De regreso del paseo, venía con el bastón al hombro. Cuesta abajo no lo necesitaba. Costaba menos el andar. El aire, a pesar de estar en verano, fresco. La vuelta a casa, placentera. Un tractor de color verde rugía por un camino que, al fondo, perpendicular a su ruta, se desviada a la izquierda. Detrás rodaba, sin adelantarlo, una furgoneta. Pensó que tal vez fueran padre e hijo. Una deducción sin la menor base, nacida solo del hecho, cierto, de que el conductor del tractor era joven y el de la furgoneta viejo y de cara arrugada y como surcada de profundas grietas. Irían, siguió sacando conclusiones, a segar un prado cuyo verdor llegaba desde una falda que se veía justo en la dirección por donde habían desaparecido ambos vehículos.
-Y... a mi qué me importa -susurró.
Torció también a la izquierda por un sendero que se le abrió casi de repente. Matas de piornos amarilleaban acá y allá. Una avecilla de color gris y blanco se movía grácil, airosa, cuasi etérea, como a impulsos repentinos. Dejaba, la muy cuca, que se le acercara y cuando se paraba para observarla mejor emprendía el vuelo.
La que vio también, en un estado lamentable, seca, arrugada, agrietada... fue a la de siempre, a quien, otras veces, en sus paseos, encontrara tersa, brillantemente ansiada... No es que le sorprendiera, no; el paso del tiempo hace estragos. No había más que ver al hombre de la furgoneta... Y, sin ir tan lejos, a él mismo.
Pero le extrañó un cambio tan repentino. Porque no hacía mucho la veía, desde arriba del camino, primaveralmente juvenil, brillantemente espléndida, anhelada... Tenía que reconocer que la marcha del tiempo adquiere, a veces, velocidades endiabladas difíciles de seguir... y cuando uno advierte algo... ya no hay vuelta atrás.
Lo decía acordándose, hace apenas pocas décadas, camino hacía Galicia, que las veía con esa misma esplendidez, juventud, lozanía... Y, a buen seguro, como él, que andaba haciendo autestop por la carretera, joven, espléndido, 'audaz, cosmopolita, con Hugo fuerte y con Verlaine ambiguo y una sed de ilusiones infinitas', dicho sea con palabras de Rubén Darío...
Como así mismo lo era aquella pareja con la que se cruzó en la carretera: les hizo la señal para que lo llevaran; pero el macho, que conducía el coche, simpático, sonriente, irónico, le señaló con el dedo a la moza que iba sentada al lado, desnuda... luego, hizo una mueca como diciendo:
-Lo siento, pero... es mía esta espléndida desnudez, solo mía.

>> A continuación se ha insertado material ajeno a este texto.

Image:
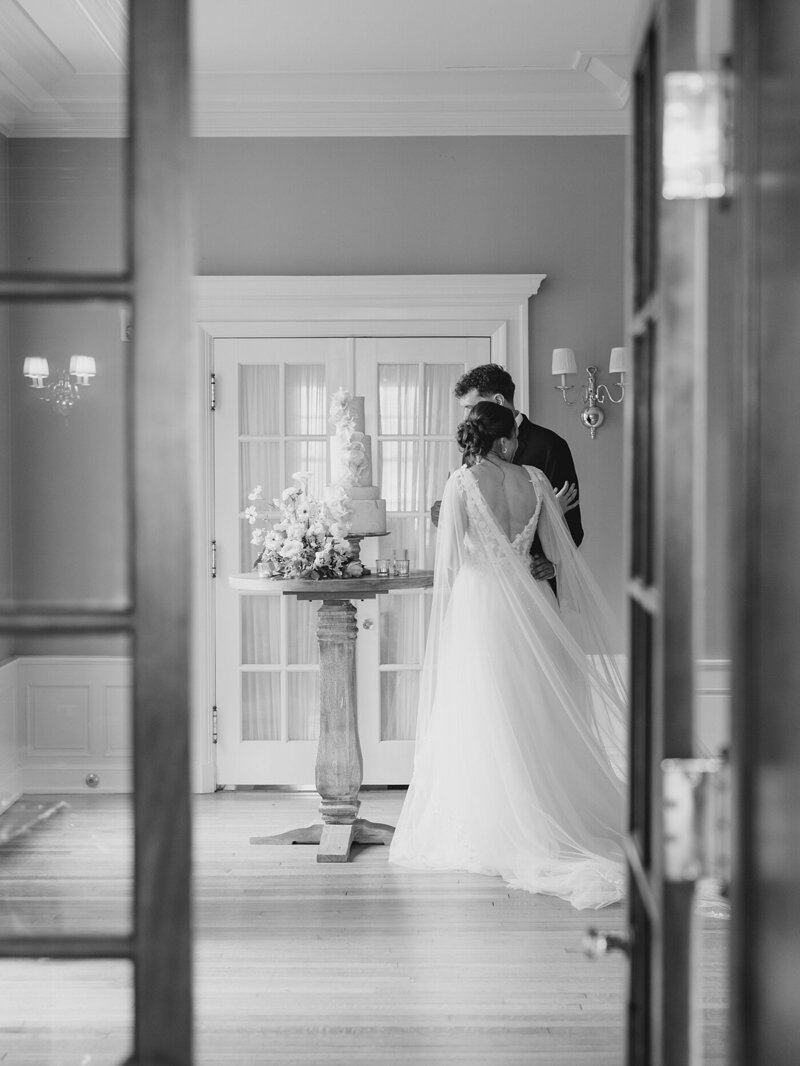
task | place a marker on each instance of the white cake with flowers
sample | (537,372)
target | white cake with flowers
(351,468)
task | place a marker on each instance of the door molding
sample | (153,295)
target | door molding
(491,305)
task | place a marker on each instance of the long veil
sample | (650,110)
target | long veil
(520,758)
(582,626)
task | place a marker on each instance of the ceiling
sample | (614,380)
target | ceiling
(334,67)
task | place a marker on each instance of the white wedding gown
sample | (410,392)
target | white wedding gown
(518,766)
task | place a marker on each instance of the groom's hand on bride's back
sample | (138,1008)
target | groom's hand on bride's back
(542,568)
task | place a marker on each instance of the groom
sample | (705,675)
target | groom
(536,447)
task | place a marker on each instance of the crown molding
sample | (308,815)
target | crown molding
(266,297)
(589,99)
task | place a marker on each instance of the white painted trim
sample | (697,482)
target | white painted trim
(491,305)
(54,770)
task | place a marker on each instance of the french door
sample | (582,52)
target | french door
(270,421)
(680,582)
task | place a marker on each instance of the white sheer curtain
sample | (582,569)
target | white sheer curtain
(401,646)
(282,429)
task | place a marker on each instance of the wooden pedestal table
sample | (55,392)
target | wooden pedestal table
(339,769)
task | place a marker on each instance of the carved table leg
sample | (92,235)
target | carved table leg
(339,764)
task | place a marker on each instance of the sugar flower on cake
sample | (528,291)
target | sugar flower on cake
(352,450)
(308,539)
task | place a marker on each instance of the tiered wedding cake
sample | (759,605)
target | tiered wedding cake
(351,467)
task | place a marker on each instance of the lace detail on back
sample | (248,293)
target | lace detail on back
(490,535)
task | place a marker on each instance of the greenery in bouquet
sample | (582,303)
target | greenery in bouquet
(308,540)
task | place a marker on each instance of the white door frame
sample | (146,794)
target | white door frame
(445,305)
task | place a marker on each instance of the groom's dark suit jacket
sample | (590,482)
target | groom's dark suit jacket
(544,449)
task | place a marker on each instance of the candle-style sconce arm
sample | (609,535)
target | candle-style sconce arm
(593,396)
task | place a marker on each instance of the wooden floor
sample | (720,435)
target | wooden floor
(303,963)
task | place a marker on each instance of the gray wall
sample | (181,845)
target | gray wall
(5,441)
(338,206)
(449,206)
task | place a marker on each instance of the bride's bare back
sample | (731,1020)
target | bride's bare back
(508,491)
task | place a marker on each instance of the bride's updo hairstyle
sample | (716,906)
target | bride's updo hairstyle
(485,423)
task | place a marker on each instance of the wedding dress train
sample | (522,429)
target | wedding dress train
(520,755)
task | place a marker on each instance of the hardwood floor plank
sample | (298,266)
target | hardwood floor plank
(316,964)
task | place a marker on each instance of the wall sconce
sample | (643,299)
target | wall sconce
(592,415)
(60,390)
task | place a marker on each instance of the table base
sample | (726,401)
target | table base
(334,840)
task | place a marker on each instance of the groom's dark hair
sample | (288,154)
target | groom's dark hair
(486,380)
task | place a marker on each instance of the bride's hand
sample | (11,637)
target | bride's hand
(568,497)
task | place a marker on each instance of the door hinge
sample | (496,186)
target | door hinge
(697,820)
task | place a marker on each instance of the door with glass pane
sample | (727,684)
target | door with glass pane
(271,421)
(411,413)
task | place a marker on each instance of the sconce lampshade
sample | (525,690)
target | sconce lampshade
(35,368)
(620,361)
(83,368)
(563,360)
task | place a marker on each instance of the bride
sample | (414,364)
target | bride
(518,766)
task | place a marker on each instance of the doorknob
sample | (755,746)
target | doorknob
(597,943)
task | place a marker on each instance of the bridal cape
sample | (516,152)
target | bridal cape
(520,757)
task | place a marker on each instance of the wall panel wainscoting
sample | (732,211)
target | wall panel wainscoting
(74,722)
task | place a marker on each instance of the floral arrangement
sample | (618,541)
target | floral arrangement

Siguió caminando a pie carretera adelante, ¡qué remedio! Mas al poco un catalán, el señor Bruguera (no olvidó nunca su nombre) que conducía un alfa romeo al que acompañaban su mujer e hija (igualmente espléndida, joven, lozana...) paró y lo recogió. Unos kilómetros más adelante vio el coche de la pareja a orillas de la vía, abiertas las puertas y ellos, ¡qué vacaciones se estaban pasando!, bañándose en una poza.
Muchas veces cuando, desde lo alto del camino, de vuelta a casa, la veía, rodeada de matas de piornos, brillar, espléndida, tersa, lozana... le entraban unos deseos de zambullirse en ella, de sentirse rodeado por ella, hundirse en su seno, acariciarla... porque se la imaginaba como aquellas que viera antaño, camino de Galicia...
Y ahora se le aparece ahí, arrugada, agrietada, seca... marcada por pisadas de animales, cagada...
Él que pensaba darse un baño, como aquella pareja camino de Galicia...
-¡Que cosas!... Menos mal que el camino de vuelta es cuesta abajo.